The Monotonic Calendar has a 365-day year, which means week days predictably shift by one day every year. If you print every year calendar there would be seven versions, one for each day of the week. For example when the year starts on Sunday, it will also end on Sunday and the next year will start on Monday.
The months are the same as the Gregorian calendar except that February has a fixed 28 days length and the 29 February date is abolished.
Good Resolutions Week[]
Every 29 years, seven intercalary days are added at the end of the year. Although they technically belong to the year they are added to, you should think of these seven days as preparation for the new year to come. So if the next year is X, you can call them "seventh day to X", "sixth day to X", "fifth day to X", "fourth day to X", "third day to X", "second day to X" and New Year's Eve.
Computer systems can just consider the intercalary days as a short seven-day thirteenth month and count the days up in the same way as other months.
To reflect that these days prepare for the year ahead, they are named after New Year's Resolutions. The Good Resolutions Week (GRoW for short) is a time to think of what you wish of yourself in the new year. The GRoW can actually start with any day of the week, but it is called like that because it lasts seven days. The monotonicity of the calendar is preserved when a GRoW is added to the year.
Year Length Cycle[]
When a Good Resolutions Week is added the year length changes to 372 days. That generally happens every 29 years but it can occasionally be 28 years instead. The mean year length using purely a 29-year cycle is 365.24138 which is slightly short.
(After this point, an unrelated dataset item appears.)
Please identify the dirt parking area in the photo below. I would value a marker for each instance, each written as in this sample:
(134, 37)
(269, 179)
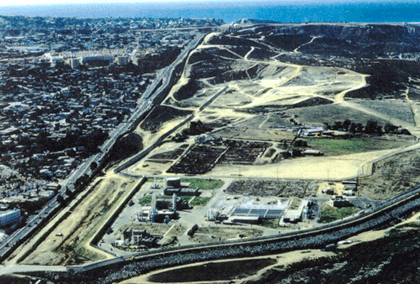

To determine the next "long" year after year Y use the following formula:
- X = Y0 + Round(RoundUp((Y-Y0)*(l-365)/7) * 7 / (l-365))
Where:
l
is the agreed-upon mean length of the tropical year (suggested: 365.2421904)
Y0
is the agreed-upon epoch year of the cycle
In the formula, only l
is a non-integral number so the calculation can (should) be done with fixed point numbers. Binary scaling should be used for consistent and efficient calculations.
To keep the dates closer to the Gregorian calendar, it is recommended to set the start of the leap cycle three or four days before the Gregorian date. For example, 1 January in the Monotonic calendar could be 29 December in the Gregorian calendar at the beginning of the cycle.